Ever wished the Tesla had more physical buttons? The massive displays that adorn all Tesla models are nice to look at, but can be a hassle to use when you’re driving. And even though Tesla cars offer voice commands, they leave a lot to be desired: The Tesla will often misunderstand you, and some fairly obvious commands, like changing the acceleration mode, simply don’t work. An Indiegogo-funded gadget called the Ctrl-Bar, created by a Norway-based startup called Greenmission, aims to change that. It’s a bar with two knobs and two buttons, designed to sit under the Tesla Model 3/Y display, offering easy access to oft-used features. For example, the knobs allow you to easily change your car’s temperature, while the programmable buttons can be used for a number of functions, such as turning the seat heaters, defrost mode, or dog mode on and off. Greenmission is not without any experience; the company currently sells a wireless charger for the Tesla Model S and X. Just like that charger, the Ctrl-Bar is connected to the car with a hidden USB cable. On the other hand, the Ctrl-Bar only works with Tesla Model 3 and Y; the Model S and X aren’t mentioned in the Indiegogo campaign. The Ctrl-Bar is designed to look like a natural extension of Tesla’s display, but it doesn’t communicate with the car directly. Instead, it uses Bluetooth Low Energy (BLE) connection to talk to your phone, which must be running Greenmission’s app, and it needs to be connected to the internet. When you click on a button or turn a knob, the command is first sent to your phone, which then communicates with the Tesla API to get the car to do your bidding.
This leads us to the potentially most problematic aspect of the Ctrl-Bar: The inevitable lag between issuing a command and seeing it actually happen on the car’s display. Greenmission has partially solved this by including a display on the Ctrl-Bar which immediately shows the result of your action, while the actual command should be performed by the car in “less than a second.” When you’re clicking on buttons and turning knobs in succession, “less than a second” can be quite a long wait, but we’ll see how this works in real life once Ctrl-Bar is finalized (it’s currently in development stage).

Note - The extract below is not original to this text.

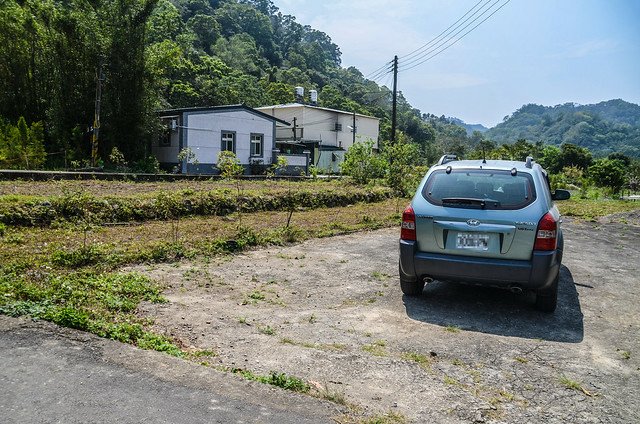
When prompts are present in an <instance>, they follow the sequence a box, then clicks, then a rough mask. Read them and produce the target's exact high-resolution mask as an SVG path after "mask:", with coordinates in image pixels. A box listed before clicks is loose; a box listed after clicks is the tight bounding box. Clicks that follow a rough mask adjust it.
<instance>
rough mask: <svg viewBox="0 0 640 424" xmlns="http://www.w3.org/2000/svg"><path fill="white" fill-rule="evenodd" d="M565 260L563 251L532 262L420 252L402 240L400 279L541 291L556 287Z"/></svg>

The Ctrl-Bar brings other perks, such as additional LED lighting for your car, speed trap warnings, and potentially more, as Greenmission says new features will be made available via over-the-air updates. The project has currently raised a little over $18,000, with a modest fixed goal of $27,216, and it has 20 more days to get there. If you’re interested, you can support the project and get the Ctrl-Bar (when it becomes available) for $260.
The Ctrl-Bar is not the first accessory of its kind; the S3XY buttons, for example, are similar, though with far fewer options. The Ctrl-Bar, however, looks so natural under the Model 3/Y display that it makes you wonder why Tesla hasn’t included a set of physical buttons from the get go. Tesla Model 3 reviewers have long complained about the lack of physical buttons; an early Consumer Reports review said that the car’s touchscreen can cause driver’s distraction as “each act forces drivers to take their eyes off the road and a hand off the steering wheel.” The number of physical buttons in Tesla Model 3 and Y remained unchanged since the launch, but perhaps an accessory such as the Ctrl-Bar can alleviate this issue for some drivers.